As per the results of the aforementioned survey by the Arthritis Foundation, many people with arthritis are at the very least curious about the anti-inflammatory and immunosuppressive characteristics of CBD. Many are already experimenting with it.
According to a report from the U.S. Laboratory of Medicine, this cannabinoid has a relatively benign nature and a good safety profile and is very likely that patients will continue to seek it out as a way to decrease the symptoms of inflammation and arthritis, whether or not their physicians recommend it.
From RYAH’s dataset, we see similar CBD-centered trends. Patients within this ecosystem report the use of cannabis for inflammation and arthritis. According to the Arthritis Foundation, the disease tends to appear after the age of 30. If age is controlled for, inflammation and arthritis are the 7th and 8th most common conditions reported for those 30 years and older.
The strain preference for those with arthritis who are reporting to RYAH Data is in line with the survey findings from the Arthritis Foundation. Patients with an inflammatory condition prefer CBD-rich strains of flower over those with moderate to high levels of THC. The top five strains recorded by patients in RYAH Data for arthritic symptom relief are all CBD-rich, save for one. These include ACDC, Cannatonic, Harlequin, and the all-CBD strain, Charlotte’s Web.

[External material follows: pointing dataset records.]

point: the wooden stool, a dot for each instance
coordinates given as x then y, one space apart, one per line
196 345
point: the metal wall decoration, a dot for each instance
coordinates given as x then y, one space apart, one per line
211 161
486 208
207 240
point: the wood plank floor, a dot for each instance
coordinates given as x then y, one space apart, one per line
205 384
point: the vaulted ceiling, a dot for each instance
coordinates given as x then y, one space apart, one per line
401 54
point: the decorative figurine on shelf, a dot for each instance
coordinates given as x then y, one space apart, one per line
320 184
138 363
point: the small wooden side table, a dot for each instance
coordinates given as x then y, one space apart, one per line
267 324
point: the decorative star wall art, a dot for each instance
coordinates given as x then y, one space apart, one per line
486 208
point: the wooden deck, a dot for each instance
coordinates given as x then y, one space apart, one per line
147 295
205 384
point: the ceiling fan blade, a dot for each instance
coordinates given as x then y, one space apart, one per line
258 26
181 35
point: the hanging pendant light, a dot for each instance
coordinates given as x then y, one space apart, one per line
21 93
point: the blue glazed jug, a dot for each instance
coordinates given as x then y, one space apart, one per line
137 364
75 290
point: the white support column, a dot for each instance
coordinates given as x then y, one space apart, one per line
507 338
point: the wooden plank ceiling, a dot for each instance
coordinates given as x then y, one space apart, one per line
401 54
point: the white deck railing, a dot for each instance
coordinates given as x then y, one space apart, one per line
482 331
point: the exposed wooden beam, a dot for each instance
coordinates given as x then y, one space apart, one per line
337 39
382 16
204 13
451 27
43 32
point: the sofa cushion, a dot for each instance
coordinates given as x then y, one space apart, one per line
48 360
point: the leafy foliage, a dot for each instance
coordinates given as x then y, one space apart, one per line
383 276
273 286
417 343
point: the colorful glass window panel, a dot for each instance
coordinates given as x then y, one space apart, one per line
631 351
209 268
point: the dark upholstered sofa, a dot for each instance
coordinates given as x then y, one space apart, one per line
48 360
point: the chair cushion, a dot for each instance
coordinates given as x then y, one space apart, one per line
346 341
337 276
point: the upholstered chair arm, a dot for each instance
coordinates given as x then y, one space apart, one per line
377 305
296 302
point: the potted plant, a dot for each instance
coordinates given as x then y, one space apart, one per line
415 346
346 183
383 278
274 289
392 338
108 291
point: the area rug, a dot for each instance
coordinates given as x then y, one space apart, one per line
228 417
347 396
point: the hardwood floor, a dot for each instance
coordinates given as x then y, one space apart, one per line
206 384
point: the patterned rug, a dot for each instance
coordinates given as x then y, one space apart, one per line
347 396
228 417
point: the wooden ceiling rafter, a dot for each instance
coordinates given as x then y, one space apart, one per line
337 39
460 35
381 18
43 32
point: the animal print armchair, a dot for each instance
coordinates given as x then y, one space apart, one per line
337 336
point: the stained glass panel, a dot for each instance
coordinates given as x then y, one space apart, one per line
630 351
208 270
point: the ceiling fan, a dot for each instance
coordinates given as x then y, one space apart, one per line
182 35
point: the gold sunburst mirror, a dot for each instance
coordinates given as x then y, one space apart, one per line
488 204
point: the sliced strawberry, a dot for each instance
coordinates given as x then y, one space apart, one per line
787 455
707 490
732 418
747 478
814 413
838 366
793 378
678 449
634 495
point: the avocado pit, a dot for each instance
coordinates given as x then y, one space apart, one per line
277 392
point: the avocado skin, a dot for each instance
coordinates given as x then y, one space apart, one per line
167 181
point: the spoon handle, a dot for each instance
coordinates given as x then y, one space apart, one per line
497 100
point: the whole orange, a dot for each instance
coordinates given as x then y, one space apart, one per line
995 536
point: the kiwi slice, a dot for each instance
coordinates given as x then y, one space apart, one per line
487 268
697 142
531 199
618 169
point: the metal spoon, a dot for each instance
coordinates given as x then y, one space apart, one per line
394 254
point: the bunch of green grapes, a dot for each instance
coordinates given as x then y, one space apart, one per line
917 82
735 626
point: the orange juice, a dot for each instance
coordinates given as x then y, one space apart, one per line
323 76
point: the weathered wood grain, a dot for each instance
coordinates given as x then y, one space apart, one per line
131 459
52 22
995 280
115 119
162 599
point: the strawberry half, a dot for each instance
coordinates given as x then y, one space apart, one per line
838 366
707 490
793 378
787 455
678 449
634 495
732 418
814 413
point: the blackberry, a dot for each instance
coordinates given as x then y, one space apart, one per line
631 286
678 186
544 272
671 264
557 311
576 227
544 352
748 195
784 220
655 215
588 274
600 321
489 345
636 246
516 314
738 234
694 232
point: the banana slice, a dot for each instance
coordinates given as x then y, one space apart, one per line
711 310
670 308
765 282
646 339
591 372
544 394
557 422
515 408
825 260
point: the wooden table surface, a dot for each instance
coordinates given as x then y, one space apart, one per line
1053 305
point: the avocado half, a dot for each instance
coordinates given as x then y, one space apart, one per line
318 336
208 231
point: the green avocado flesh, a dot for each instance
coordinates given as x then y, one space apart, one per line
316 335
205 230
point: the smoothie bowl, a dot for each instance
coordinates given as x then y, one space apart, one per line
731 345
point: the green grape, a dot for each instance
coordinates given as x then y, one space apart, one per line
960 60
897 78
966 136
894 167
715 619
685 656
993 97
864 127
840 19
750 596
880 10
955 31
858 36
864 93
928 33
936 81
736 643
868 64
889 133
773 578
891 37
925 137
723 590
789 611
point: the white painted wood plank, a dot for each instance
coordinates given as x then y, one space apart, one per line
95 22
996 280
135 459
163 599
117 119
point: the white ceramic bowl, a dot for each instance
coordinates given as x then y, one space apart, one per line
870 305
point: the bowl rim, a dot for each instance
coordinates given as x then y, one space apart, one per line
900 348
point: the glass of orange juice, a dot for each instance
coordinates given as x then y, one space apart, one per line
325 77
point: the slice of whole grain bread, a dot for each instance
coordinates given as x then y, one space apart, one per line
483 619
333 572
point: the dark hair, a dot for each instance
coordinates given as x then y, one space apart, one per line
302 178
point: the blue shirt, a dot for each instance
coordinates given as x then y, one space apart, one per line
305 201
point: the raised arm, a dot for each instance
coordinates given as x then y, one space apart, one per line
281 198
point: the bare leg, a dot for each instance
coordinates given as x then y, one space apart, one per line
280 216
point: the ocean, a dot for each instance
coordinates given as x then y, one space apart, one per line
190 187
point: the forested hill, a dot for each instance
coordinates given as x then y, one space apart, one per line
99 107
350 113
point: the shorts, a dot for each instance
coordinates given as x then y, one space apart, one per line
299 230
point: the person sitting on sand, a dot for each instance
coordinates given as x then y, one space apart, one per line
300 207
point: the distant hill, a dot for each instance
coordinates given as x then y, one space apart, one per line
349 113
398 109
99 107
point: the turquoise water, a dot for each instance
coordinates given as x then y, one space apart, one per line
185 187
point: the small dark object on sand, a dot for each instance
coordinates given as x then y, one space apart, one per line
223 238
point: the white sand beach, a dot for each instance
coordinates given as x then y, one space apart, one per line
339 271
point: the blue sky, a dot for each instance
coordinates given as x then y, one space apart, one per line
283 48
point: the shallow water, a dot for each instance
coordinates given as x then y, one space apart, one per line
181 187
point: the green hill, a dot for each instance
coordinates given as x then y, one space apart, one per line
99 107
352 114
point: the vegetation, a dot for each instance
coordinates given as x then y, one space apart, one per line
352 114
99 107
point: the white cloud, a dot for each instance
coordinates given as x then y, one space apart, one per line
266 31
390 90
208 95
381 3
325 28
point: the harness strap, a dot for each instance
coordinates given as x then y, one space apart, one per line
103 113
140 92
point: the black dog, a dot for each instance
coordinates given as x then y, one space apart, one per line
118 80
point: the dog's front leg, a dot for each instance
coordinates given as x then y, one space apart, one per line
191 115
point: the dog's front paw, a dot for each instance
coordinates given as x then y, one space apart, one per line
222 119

As reported in the RYAH Data September Report on Cannabis and Pain, THC is the biggest influence over pain relief, and CBD has little impact. However, digging into the information paints a different picture. For inflammatory and autoimmune conditions like arthritis, CBD makes the most significant impact on symptom relief.
Again, this is pulled from patient reports within RYAH Data, and there is still a need for the long-term and well-controlled clinical studies on cannabinoid effectiveness.

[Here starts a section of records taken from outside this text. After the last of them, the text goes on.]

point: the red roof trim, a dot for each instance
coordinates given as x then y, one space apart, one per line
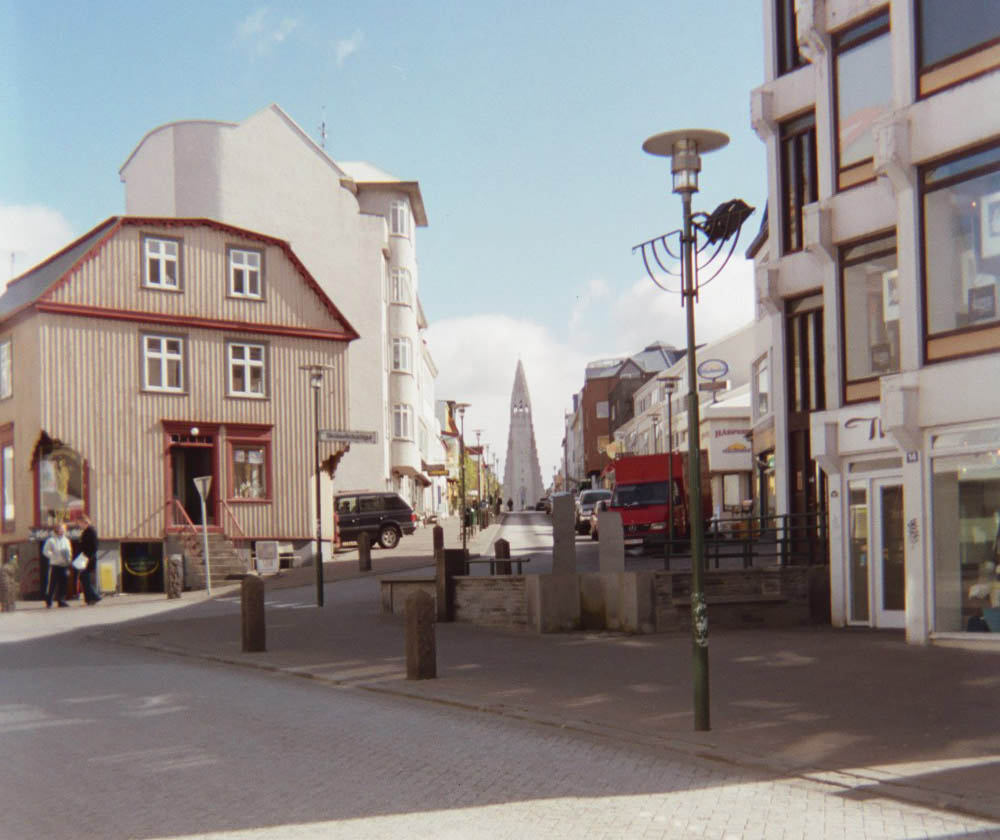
189 321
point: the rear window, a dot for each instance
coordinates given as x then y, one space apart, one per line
637 495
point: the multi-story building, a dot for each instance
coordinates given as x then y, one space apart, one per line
151 352
877 285
353 226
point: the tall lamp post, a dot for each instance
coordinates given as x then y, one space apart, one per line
685 148
316 383
460 409
669 386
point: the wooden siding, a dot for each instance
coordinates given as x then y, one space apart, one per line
112 279
78 379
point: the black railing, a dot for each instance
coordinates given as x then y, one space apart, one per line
791 539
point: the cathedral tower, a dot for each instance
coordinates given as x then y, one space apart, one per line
522 476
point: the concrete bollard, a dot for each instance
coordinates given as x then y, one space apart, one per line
501 550
8 587
175 575
421 650
252 604
364 552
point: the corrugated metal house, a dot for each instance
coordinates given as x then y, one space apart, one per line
152 351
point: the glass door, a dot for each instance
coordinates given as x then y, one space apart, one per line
887 553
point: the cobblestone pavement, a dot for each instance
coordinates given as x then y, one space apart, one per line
110 742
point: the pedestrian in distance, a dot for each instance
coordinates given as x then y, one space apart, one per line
88 548
59 552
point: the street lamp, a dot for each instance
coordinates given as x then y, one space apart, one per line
316 383
669 386
684 148
460 409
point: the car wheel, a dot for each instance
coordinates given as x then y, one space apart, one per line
388 537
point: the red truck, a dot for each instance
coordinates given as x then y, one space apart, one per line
640 496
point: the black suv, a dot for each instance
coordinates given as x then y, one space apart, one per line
385 516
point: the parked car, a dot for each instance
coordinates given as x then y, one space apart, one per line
601 505
585 505
385 517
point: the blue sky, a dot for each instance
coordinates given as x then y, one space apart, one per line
523 123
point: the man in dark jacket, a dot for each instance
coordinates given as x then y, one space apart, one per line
88 547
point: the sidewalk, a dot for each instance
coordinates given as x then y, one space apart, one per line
856 710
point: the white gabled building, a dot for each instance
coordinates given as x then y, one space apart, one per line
877 291
354 227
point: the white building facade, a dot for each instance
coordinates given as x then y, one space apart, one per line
353 226
877 293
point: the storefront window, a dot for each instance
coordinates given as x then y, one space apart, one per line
961 207
966 510
871 314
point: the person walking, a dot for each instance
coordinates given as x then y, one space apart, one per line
59 552
88 548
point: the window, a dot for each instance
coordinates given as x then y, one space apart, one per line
7 476
402 422
246 370
786 37
6 370
864 92
956 40
402 355
245 273
161 263
163 363
798 176
761 384
249 472
399 218
870 291
961 254
400 286
249 463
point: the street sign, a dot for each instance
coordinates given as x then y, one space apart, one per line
346 436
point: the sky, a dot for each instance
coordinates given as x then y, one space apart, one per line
522 122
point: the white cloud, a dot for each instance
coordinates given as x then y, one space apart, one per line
258 31
346 47
477 355
30 234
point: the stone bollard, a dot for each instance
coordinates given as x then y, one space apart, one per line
421 650
252 603
501 550
175 575
8 587
364 552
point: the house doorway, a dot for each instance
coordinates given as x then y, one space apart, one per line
191 456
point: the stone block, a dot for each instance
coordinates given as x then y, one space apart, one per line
252 607
421 650
611 541
563 535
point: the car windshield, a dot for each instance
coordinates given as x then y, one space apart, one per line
636 495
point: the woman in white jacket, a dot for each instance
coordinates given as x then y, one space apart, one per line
59 552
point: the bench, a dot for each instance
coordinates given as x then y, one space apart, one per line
495 563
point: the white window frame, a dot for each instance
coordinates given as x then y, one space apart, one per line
165 357
402 421
244 259
400 286
402 355
249 365
6 369
157 249
399 218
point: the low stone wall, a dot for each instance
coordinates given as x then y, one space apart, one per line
763 597
494 601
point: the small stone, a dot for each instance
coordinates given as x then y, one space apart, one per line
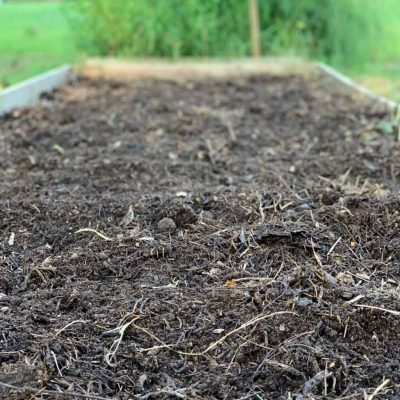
166 225
304 302
3 297
346 295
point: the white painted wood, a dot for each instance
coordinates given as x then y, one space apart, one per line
27 93
355 87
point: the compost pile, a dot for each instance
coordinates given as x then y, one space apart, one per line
229 239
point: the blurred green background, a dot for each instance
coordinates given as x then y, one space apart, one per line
360 37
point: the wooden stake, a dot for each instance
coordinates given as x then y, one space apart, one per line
254 16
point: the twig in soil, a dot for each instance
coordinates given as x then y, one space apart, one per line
333 247
212 345
121 331
78 321
312 383
54 392
397 313
177 393
378 389
99 234
260 207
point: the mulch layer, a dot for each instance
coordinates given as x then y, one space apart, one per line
220 239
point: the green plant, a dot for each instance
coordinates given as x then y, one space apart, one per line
343 32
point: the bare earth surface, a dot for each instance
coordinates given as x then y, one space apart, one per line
241 241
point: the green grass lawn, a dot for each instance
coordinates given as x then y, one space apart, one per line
34 37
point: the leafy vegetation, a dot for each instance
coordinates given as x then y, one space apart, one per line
33 38
343 32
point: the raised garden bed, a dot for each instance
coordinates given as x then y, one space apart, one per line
201 239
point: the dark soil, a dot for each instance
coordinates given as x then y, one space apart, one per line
245 244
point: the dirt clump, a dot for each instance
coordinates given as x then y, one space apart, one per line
220 239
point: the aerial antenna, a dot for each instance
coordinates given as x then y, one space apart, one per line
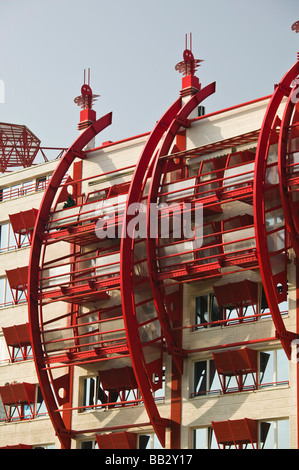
189 65
295 27
87 98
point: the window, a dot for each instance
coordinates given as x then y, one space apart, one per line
44 446
6 297
206 311
273 368
204 438
94 394
148 441
89 445
210 313
4 194
7 239
274 434
41 183
206 379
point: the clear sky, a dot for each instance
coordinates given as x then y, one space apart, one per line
132 47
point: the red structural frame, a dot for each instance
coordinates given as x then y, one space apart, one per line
76 150
269 134
159 150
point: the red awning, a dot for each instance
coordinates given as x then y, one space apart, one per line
237 294
15 394
118 379
239 431
117 440
17 335
18 277
234 362
22 222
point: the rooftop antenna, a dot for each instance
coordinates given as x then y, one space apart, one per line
189 65
86 99
295 27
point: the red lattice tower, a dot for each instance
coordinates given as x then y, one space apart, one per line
18 146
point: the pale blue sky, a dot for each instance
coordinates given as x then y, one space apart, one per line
132 48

Patients Moving the Needle Forward, With or Without Physician Support
When it comes to the medicinal use of cannabis for inflammatory conditions like arthritis, there are a few trends colliding:
- Arthritis develops between the ages of 30 and 60, with women more than twice as likely as men to develop the disease.
- One of the fastest-growing demographics of medicinal cannabis consumers are those over the age of 55. Another is among women.
- There is growing access to medical cannabis across the country and around the world. Patients are more open than ever before to experimenting with the plant for the treatment of a variety of conditions.
Taken together, these trends suggest that patients with arthritis will be turning to the plant in record numbers over the coming years. Already in Canada, a country with a decades-old medical cannabis program, reports tell us that more than two thirds of the 200,000 registered patients rely on the plant for arthritis.
As always, more research is needed across the board for medicinal use of the plant; however, the future of the plant for the treatment of arthritis seems already laid out.